Jumat, 05 Februari 2016

Ada Apa dengan Jessica?

Belakangan setiap kali buka laman berita selalu muncul nama Jessica di sana. Ada fotonya juga tentu saja. Lalu nonton televisi, ada lagi nama Jessica disebut-sebut bahkan jadi tema diskusi. Hebat sekali wanita muda satu itu, padahal sebulan lalu mungkin hanya beberapa gelintir manusia yang sering menyebut namanya apalagi sampai memikirkan sepak terjangnya di dunia perkopian. Ya, Jessica Kemala Wongso nama panjangnya, bukan pelayan warung kopi kaki lima.


Saya yakin hampir seluruh warga negri ini –bahkan sangat mungkin sampai ke manca-negara— sudah akrab dengan tampang dan gaya senyuman wanita berumur 27 tahun itu. Dialah sosok wanita yang telah jadi tersangka pelaku pembunuhan paling menghebohkan di awal tahun ini. Pembunuhan Wayan Mirna Salihin yang tak lain teman gaul-nya semasa kuliah di Australia, yang tewas mengenaskan setelah kopi yang diminumnya  mengandung  15 gram racun Sianida.

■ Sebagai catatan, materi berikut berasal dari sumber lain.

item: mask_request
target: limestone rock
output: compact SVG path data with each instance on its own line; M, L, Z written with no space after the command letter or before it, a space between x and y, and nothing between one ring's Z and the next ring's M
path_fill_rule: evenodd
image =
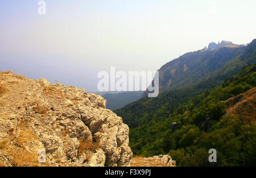
M0 85L7 89L0 96L0 141L7 140L0 148L1 164L130 165L129 127L106 109L106 101L100 96L72 86L50 84L44 78L18 78L9 74L0 77ZM45 150L44 162L40 149ZM23 164L15 151L32 156L22 158Z

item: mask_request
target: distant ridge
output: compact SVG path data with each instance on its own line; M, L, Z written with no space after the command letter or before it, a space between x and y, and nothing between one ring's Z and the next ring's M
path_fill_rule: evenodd
M229 47L239 47L242 46L245 46L245 45L238 45L236 44L233 44L231 42L229 41L225 41L225 40L222 40L221 43L220 42L218 42L218 43L216 43L213 42L212 43L210 43L208 45L208 49L216 49L218 48L220 48L221 47L224 47L224 46L228 46Z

Apakah dia benar pelakunya? Emang gue pikirin hehe… Yang pasti itu urusan penegak hukum soal menetapkan benar atau tidaknya Jessica sebagai peracun. Urusan saya sudah banyak dan tak mungkin mengurusi Jessica yang sudah gede, cuma entah mengapa setelah beberapa minggu menyimak beritanya saya jadi ikut memikirkan hal ini, terutama memikirkan sikap Jessica yang seakan menikmati suasana bahkan terkesan dirinya sedang show, sedang jadi bintang utama film Hollywood.

Sebagian besar pemirsa pertunjukan ini saya yakin sudah berkesimpulan bahwa pelakunya benar-benar dia. Cuma bagaimana akhirnya masih sulit untuk ditebak. Saya sendiri berpikir Jessica bisa saja bebas dan kita semua dibikin kecewa. Walaupun pengacaranya tampak blo’on dan tidak meyakinkan, tapi Jessicanya sendiri sepertinya sangat yakin dengan posisinya.

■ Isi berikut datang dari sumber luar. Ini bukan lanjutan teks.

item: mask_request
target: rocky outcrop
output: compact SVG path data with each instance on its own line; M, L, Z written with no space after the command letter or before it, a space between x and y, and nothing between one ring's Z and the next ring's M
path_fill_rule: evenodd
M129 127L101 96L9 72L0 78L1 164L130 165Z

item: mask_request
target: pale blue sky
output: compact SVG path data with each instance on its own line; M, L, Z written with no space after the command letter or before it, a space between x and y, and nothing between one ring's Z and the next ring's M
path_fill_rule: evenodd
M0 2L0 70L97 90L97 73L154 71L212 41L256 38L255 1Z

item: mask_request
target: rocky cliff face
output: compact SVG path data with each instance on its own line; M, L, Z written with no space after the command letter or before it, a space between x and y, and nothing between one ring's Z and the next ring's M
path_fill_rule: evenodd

Tentu bisa saja bukan Jessica pelakunya, cuma dengan gayanya sebagaimana yang ditulis dan tampak diberita, saya jadi mengaduk-aduk memori karena terus bertanya-tanya, manusia jenis apa Jessica ini dan pernahkah saya bertemu atau bergaul dengan manusia jenis ini? Tidak panik (konon) saat sahabatnya kejang-kejang di hadapannya setelah minum kopi, tidak menunjukkan tampang sedih karena ditinggal mati teman yang baru saja ditemuinya, tidak tampak emosional setelah mengalami tragedi yang luar biasa dan yang lebih membingungkan dia menikmati (kesan saya) popularitas yang menimpanya.

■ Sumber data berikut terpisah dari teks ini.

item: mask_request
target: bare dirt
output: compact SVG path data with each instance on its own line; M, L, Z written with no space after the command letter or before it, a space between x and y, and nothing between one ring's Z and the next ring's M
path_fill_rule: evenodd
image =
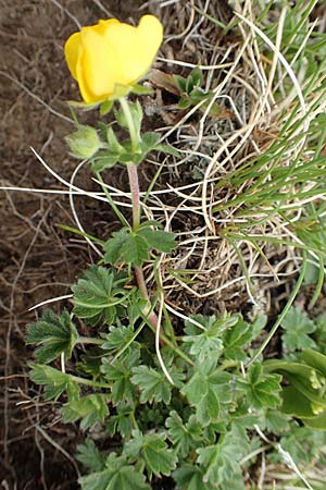
M67 157L63 139L72 131L65 100L78 94L65 66L64 41L78 24L99 17L137 19L140 3L0 1L1 185L61 187L30 147L55 173L70 177L76 161ZM91 185L87 173L78 184ZM89 232L110 229L108 208L87 198L76 206ZM36 316L28 308L68 294L93 260L83 241L58 224L73 225L67 196L0 192L0 488L5 490L77 488L68 458L77 429L58 422L53 404L39 397L26 376L32 352L24 343L25 327Z
M62 179L68 180L76 167L64 143L73 130L65 100L79 96L64 62L63 45L79 25L109 16L130 22L146 12L155 13L165 33L175 36L164 53L173 58L180 46L178 36L187 27L188 20L178 15L187 1L160 11L158 2L141 0L0 0L0 185L63 188L30 147ZM227 22L227 2L211 3ZM196 46L184 49L185 61L200 62L198 56ZM112 179L120 182L120 172ZM87 170L76 183L93 188ZM79 197L76 208L90 234L105 236L114 226L104 204ZM33 352L25 345L25 329L37 315L28 309L70 294L76 277L97 259L83 240L60 224L75 225L66 195L0 191L0 489L4 490L78 488L71 457L80 440L78 428L60 424L55 405L46 403L28 381L26 366ZM240 308L246 299L239 293L234 307ZM183 301L189 308L195 305L187 295ZM63 305L55 302L52 308Z

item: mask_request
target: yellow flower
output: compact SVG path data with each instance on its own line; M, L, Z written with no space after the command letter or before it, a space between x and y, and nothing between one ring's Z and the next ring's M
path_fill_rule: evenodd
M110 19L73 34L65 59L85 102L105 100L115 85L131 87L150 69L162 39L162 24L153 15L143 15L137 27Z

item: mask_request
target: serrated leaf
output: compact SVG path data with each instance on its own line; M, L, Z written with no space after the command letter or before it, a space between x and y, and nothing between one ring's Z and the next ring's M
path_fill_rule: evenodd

Andai saja pengacara blo’onnya tidak keceplosan menyebut celana yang dibuang lalu Jessica konsisten dengan setiap pernyataannya selama ditanya oleh penyidik saya yakin polisi tak berani menjadikannya tersangka. Bagaimanapun gregetannya kita menyimak aksinya, akan sangat mudah persepsi kita dialihkan oleh opini tak bermutu. Apa yang tampak hanya kesan, begitu kata seorang pengacara kondang, kesan tak bisa jadi bukti untuk menghukum. Kesan kita Jessica tidak sedih kehilangan sahabatnya, belum tentu benar dengan hanya melihat yang tampak.

Oh Jessica, kenapa kau tidak menangis saja seperti temanmu yang satu lagi: Hani. Kau tunjukkan sikap marah dan katakan pada media pelaku harus dihukum mati. Atau tuduh saja sekalian pelayan kopinya, karena itu khas sinetron Indonesia. Tapi Jessica ternyata lama tinggal di Australia dan baru pulang ke Indonesia 5 Desember tahun lalu.  Jessica memang bukan bintang sinetron Indonesia.